Design a news feed aggregator
Company: Rippling
Role: Software Engineer
Category: System Design
Difficulty: hard
Interview Round: Take-home Project
Design a large-scale news aggregator and personalized feed system.
Requirements:
- Ingest articles from thousands of publishers via RSS/webhooks/APIs; handle rate limits, retries, failures, and deduplication.
- Support near-real-time updates (<5 seconds end-to-end) and backfill for missed content.
- Provide a personalized ranked feed per user using signals (followed sources, topics, recency, engagement) and experimentation support (A/B, holdouts).

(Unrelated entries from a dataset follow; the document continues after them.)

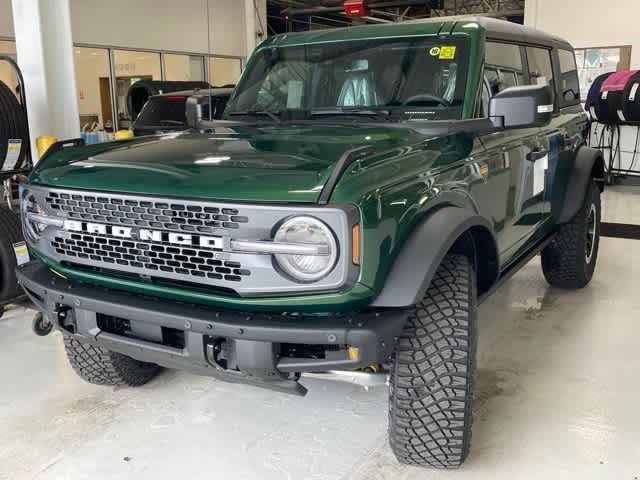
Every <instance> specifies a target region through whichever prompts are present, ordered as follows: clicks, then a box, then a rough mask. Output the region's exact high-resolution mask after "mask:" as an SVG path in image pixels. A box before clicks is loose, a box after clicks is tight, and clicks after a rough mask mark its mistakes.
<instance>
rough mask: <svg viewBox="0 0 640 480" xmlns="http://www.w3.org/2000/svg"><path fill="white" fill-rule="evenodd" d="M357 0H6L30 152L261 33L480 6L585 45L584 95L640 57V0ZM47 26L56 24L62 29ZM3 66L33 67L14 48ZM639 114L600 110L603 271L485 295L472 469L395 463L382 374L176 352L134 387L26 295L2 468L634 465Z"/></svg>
mask: <svg viewBox="0 0 640 480" xmlns="http://www.w3.org/2000/svg"><path fill="white" fill-rule="evenodd" d="M345 3H349V2H343V1H335V0H315V1H311V0H309V1H302V0H207V1H204V0H182V1H181V2H177V3H176V2H170V1H168V0H136V1H135V2H130V1H129V2H125V1H124V0H110V1H109V2H98V1H97V0H51V1H49V0H13V1H11V0H0V55H2V54H5V55H8V56H11V57H12V58H14V59H16V60H17V63H18V65H19V66H20V68H21V69H22V72H23V75H24V76H25V89H26V92H27V105H28V107H29V108H28V113H29V137H30V142H31V150H32V152H34V154H35V152H37V150H38V146H37V144H36V138H37V137H40V136H42V135H53V136H55V137H56V138H59V139H65V138H76V137H78V136H79V132H82V138H83V139H84V141H86V143H87V144H90V143H98V142H102V141H107V140H110V139H113V138H114V135H116V133H117V132H118V131H119V130H122V129H129V128H133V127H132V126H133V121H134V120H135V118H132V115H131V112H130V110H128V107H127V92H128V90H129V88H130V87H131V86H132V85H133V84H134V83H135V82H138V81H189V82H196V81H197V82H208V84H210V85H212V86H214V87H222V86H229V85H233V84H236V83H237V81H238V80H239V78H240V75H241V73H242V71H243V70H244V68H245V66H246V64H247V61H248V59H249V58H250V56H251V53H252V51H253V50H254V48H255V47H256V46H257V45H259V44H260V42H261V41H263V40H265V39H267V38H268V37H271V36H274V35H280V34H286V33H289V32H303V31H308V30H320V29H327V28H348V27H351V26H354V25H363V24H371V25H384V24H389V23H397V22H404V21H417V20H420V19H426V18H433V17H449V16H462V18H464V16H470V15H481V16H488V17H492V18H497V19H502V20H507V21H510V22H514V23H520V24H524V25H527V26H531V27H534V28H536V29H539V30H542V31H544V32H547V33H550V34H553V35H557V36H559V37H562V38H564V39H566V40H567V41H568V42H570V43H571V44H572V45H573V47H575V54H576V59H577V67H578V76H579V80H580V90H581V97H580V98H581V101H582V102H583V104H584V102H585V101H586V100H587V97H586V96H587V91H588V90H589V87H590V85H591V84H592V82H593V81H594V80H595V78H596V77H597V76H599V75H601V74H603V73H605V72H611V71H614V72H615V71H630V70H636V69H640V39H638V37H637V35H635V34H634V32H636V31H637V18H638V16H639V15H640V4H638V3H637V1H635V0H611V1H610V2H608V3H607V5H606V7H604V6H603V3H602V2H598V1H596V0H565V1H563V2H558V1H556V0H435V1H433V0H432V1H382V0H370V1H368V2H364V3H367V4H369V5H368V6H367V11H366V15H357V16H351V15H350V14H349V11H348V10H347V6H346V5H345ZM353 3H358V2H353ZM57 11H59V12H66V14H61V15H60V16H59V17H60V18H59V19H54V20H52V21H49V20H46V21H45V20H42V21H41V22H33V24H29V25H27V24H26V23H27V22H26V19H27V18H29V16H31V15H35V14H36V12H37V13H39V14H41V15H52V16H54V17H57V14H56V12H57ZM603 11H604V12H606V19H603ZM16 13H20V14H21V15H22V16H21V17H20V18H17V15H16ZM65 22H66V31H64V28H62V27H60V25H65ZM56 25H57V27H56ZM52 28H62V30H60V31H58V33H57V34H56V35H55V36H54V35H53V34H52V36H51V38H49V37H48V35H49V34H50V33H51V30H50V29H52ZM185 32H188V34H185ZM38 36H40V40H33V42H32V43H33V45H30V39H31V38H36V37H38ZM54 40H55V41H54ZM65 41H66V42H67V43H68V45H66V47H68V48H66V47H65V48H66V49H65V48H62V47H61V46H60V45H62V44H63V43H64V42H65ZM58 42H60V43H58ZM21 52H24V54H23V56H22V57H21ZM38 55H40V56H41V57H40V58H41V60H37V59H36V58H38ZM65 55H66V57H65ZM44 57H46V58H44ZM67 57H68V58H67ZM69 58H71V60H72V62H71V63H70V62H69V61H68V59H69ZM65 79H67V80H69V82H68V84H62V83H61V82H64V81H65ZM0 81H1V82H4V83H5V84H6V85H8V86H9V87H10V88H11V89H13V90H14V91H16V88H17V87H18V85H19V83H20V82H19V79H18V77H17V76H16V74H15V72H14V70H13V69H12V67H11V65H10V64H8V63H6V62H4V63H3V62H2V61H0ZM30 94H31V98H29V95H30ZM29 102H31V103H29ZM639 129H640V127H638V126H637V125H624V126H621V127H617V128H607V127H605V126H604V125H602V124H599V123H597V122H594V123H593V124H592V127H591V137H590V142H591V144H592V145H594V146H598V147H600V148H602V149H603V152H604V157H605V161H606V162H607V168H608V169H609V172H610V176H608V177H607V183H608V184H607V185H606V188H605V190H604V193H603V195H602V222H603V227H602V238H601V241H600V251H599V254H598V265H597V268H596V272H595V275H594V277H593V280H592V281H591V283H590V284H589V285H588V286H587V287H585V288H583V289H579V290H575V291H569V290H562V289H558V288H556V287H551V286H549V285H548V283H547V282H546V281H545V278H544V276H543V274H542V271H541V269H540V257H539V256H536V257H534V258H533V259H532V260H531V261H530V262H529V263H528V264H527V265H526V266H525V267H524V268H523V269H522V270H520V271H519V272H518V273H516V274H515V275H514V276H513V277H511V278H510V279H509V280H507V281H506V282H505V283H504V284H503V285H502V286H501V287H500V288H499V289H498V290H497V291H496V292H495V293H494V294H493V295H492V296H490V297H489V298H488V299H487V300H486V301H485V302H484V303H483V304H482V305H480V306H479V309H478V325H479V339H478V351H477V370H476V379H475V398H474V403H473V412H474V432H473V445H472V447H471V452H470V455H469V458H468V459H467V460H466V462H465V464H464V466H462V467H461V468H460V469H458V470H452V471H439V470H433V469H426V470H425V469H423V468H418V467H412V466H405V465H401V464H399V463H398V462H397V460H396V459H395V457H394V455H393V452H392V451H391V448H390V447H389V444H388V441H387V429H388V424H387V408H388V407H387V396H388V394H387V391H388V386H387V383H386V382H387V380H386V377H385V376H384V375H382V376H376V378H375V379H374V380H370V379H368V378H364V377H362V378H361V377H359V376H358V375H351V376H350V375H349V374H346V375H344V376H342V377H341V376H338V375H325V374H303V376H302V379H301V383H302V384H303V385H304V386H306V387H307V388H308V390H309V392H308V394H307V395H306V396H304V397H298V396H293V395H287V394H285V393H281V392H277V391H272V390H268V389H263V388H258V387H254V386H248V385H242V384H233V383H226V382H222V381H219V380H216V379H213V378H210V377H206V376H198V375H195V374H192V373H188V372H185V371H179V370H171V369H165V370H163V371H162V372H161V373H160V374H159V375H158V376H157V377H155V378H154V379H153V380H152V381H150V382H149V383H148V384H146V385H144V386H141V387H138V388H123V387H102V386H96V385H91V384H88V383H85V382H83V381H82V380H81V379H80V378H78V377H77V376H76V375H75V374H74V372H73V371H72V370H71V368H69V364H68V360H67V357H66V354H65V350H64V346H63V343H62V335H61V333H60V332H58V331H56V330H54V331H53V332H52V334H51V335H47V336H44V337H39V336H36V335H34V334H33V332H32V322H33V318H34V315H36V314H37V310H36V309H35V308H34V307H33V306H32V305H29V304H28V303H25V302H24V299H20V301H17V302H15V303H10V304H8V305H6V307H5V310H4V314H3V315H2V317H0V365H2V368H0V385H2V388H0V480H5V479H6V480H14V479H32V478H37V479H85V478H87V479H88V478H92V479H102V478H105V479H110V478H149V479H151V478H154V479H155V478H158V479H161V478H188V479H198V478H210V477H211V476H221V477H223V478H227V477H233V478H238V479H254V478H255V479H282V478H286V479H311V478H313V479H332V480H333V479H335V480H338V479H362V480H365V479H366V480H373V479H375V480H377V479H391V478H394V479H395V478H398V479H400V478H401V479H431V478H433V479H444V478H453V479H458V478H469V479H475V478H477V479H484V478H492V479H512V478H522V479H528V478H532V479H533V478H536V479H537V478H576V479H578V478H580V479H591V478H593V479H603V478H604V479H628V480H637V479H638V478H640V461H639V459H640V441H638V434H639V432H640V415H639V414H638V408H637V405H638V402H640V390H639V389H638V388H637V387H636V386H635V382H636V378H637V372H638V370H639V369H640V359H639V358H638V356H637V355H636V354H635V352H636V349H637V346H636V344H637V341H636V339H635V334H636V333H638V334H639V335H640V325H639V324H638V322H637V321H636V320H637V319H638V318H640V300H638V297H637V296H636V295H637V293H636V292H635V287H636V281H637V280H638V278H640V277H639V275H640V242H639V241H638V240H640V233H639V232H640V190H639V189H638V185H640V181H639V180H640V160H637V158H636V157H637V156H638V149H639V148H640V147H638V137H637V132H638V131H639ZM1 160H2V159H0V161H1ZM0 166H2V164H1V163H0ZM636 202H637V203H636ZM1 233H2V232H0V234H1Z"/></svg>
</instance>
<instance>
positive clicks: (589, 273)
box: [541, 180, 601, 289]
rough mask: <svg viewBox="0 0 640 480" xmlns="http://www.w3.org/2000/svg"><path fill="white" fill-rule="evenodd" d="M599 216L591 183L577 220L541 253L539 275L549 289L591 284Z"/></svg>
mask: <svg viewBox="0 0 640 480" xmlns="http://www.w3.org/2000/svg"><path fill="white" fill-rule="evenodd" d="M600 215H601V211H600V189H599V188H598V185H596V183H595V181H593V180H591V183H590V185H589V188H588V189H587V194H586V196H585V199H584V202H583V204H582V206H581V207H580V210H579V211H578V213H577V214H576V216H575V217H574V218H573V219H572V220H571V221H570V222H569V223H566V224H564V225H562V226H561V227H560V229H559V230H558V232H557V233H556V235H555V237H554V238H553V240H551V243H549V245H547V246H546V247H545V248H544V249H543V250H542V252H541V258H542V272H543V273H544V277H545V278H546V279H547V282H549V284H550V285H553V286H555V287H560V288H571V289H574V288H583V287H585V286H586V285H587V284H588V283H589V282H590V281H591V278H592V277H593V272H594V271H595V268H596V260H597V259H598V248H599V246H600Z"/></svg>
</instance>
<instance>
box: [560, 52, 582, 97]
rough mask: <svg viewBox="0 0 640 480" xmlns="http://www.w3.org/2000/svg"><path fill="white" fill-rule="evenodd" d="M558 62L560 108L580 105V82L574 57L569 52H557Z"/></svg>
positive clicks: (575, 56) (575, 62) (573, 55)
mask: <svg viewBox="0 0 640 480" xmlns="http://www.w3.org/2000/svg"><path fill="white" fill-rule="evenodd" d="M558 58H559V60H560V92H561V97H560V107H561V108H562V107H569V106H571V105H577V104H578V103H580V80H578V67H576V56H575V55H574V54H573V52H572V51H571V50H558Z"/></svg>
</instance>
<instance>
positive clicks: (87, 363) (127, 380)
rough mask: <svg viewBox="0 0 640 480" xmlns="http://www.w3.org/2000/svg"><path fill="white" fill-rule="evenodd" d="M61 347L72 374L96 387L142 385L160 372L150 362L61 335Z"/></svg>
mask: <svg viewBox="0 0 640 480" xmlns="http://www.w3.org/2000/svg"><path fill="white" fill-rule="evenodd" d="M64 348H65V350H66V351H67V358H68V359H69V363H70V364H71V366H72V367H73V369H74V370H75V372H76V373H77V374H78V376H80V378H82V379H83V380H85V381H87V382H89V383H93V384H95V385H128V386H130V387H137V386H139V385H144V384H145V383H147V382H148V381H149V380H151V379H152V378H153V377H155V376H156V374H157V373H158V372H159V371H160V367H159V366H158V365H155V364H153V363H146V362H141V361H139V360H135V359H133V358H131V357H127V356H126V355H122V354H120V353H116V352H111V351H109V350H107V349H105V348H102V347H98V346H96V345H92V344H90V343H85V342H82V341H80V340H77V339H75V338H74V337H72V336H70V335H66V334H65V335H64Z"/></svg>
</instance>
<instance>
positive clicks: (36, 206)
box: [21, 192, 46, 240]
mask: <svg viewBox="0 0 640 480" xmlns="http://www.w3.org/2000/svg"><path fill="white" fill-rule="evenodd" d="M21 210H22V222H23V225H24V230H25V233H26V234H27V235H28V236H29V238H30V239H31V240H38V239H39V238H40V234H41V233H42V232H43V231H44V229H45V228H46V225H42V224H40V223H36V222H33V221H30V220H28V219H27V213H35V214H37V215H44V214H45V211H44V209H43V208H42V207H41V206H40V204H38V201H37V200H36V198H35V197H34V196H33V194H31V193H28V192H26V194H25V195H24V196H23V198H22V205H21Z"/></svg>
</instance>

- Implement search and topic/tag pages; support geo and language filters.
- Ensure idempotent ingestion, content normalization, media handling, and spam/NSFW detection.
- Design storage (hot/cold), indexing, and caching layers; include data models and schemas.
- Describe feed generation strategy (pull vs. push; fan-out-on-write/read) and trade-offs.
- Plan for multi-region availability, eventual consistency, and disaster recovery.
- Estimate capacity (QPS, throughput, data volume), scaling strategy, and cost controls.
- Define external/internal APIs, rate limiting, authentication/authorization, and user privacy/compliance (GDPR/CCPA).
- Include monitoring, alerting, logging, and SLOs; describe rollback and incident mitigation.
- Provide a phased rollout and end-to-end testing plan.
Quick Answer: This question evaluates a candidate's competence in designing large-scale distributed systems, including real-time ingestion, personalized ranking, data modeling and indexing, search, scalability, reliability, security, and operational practices.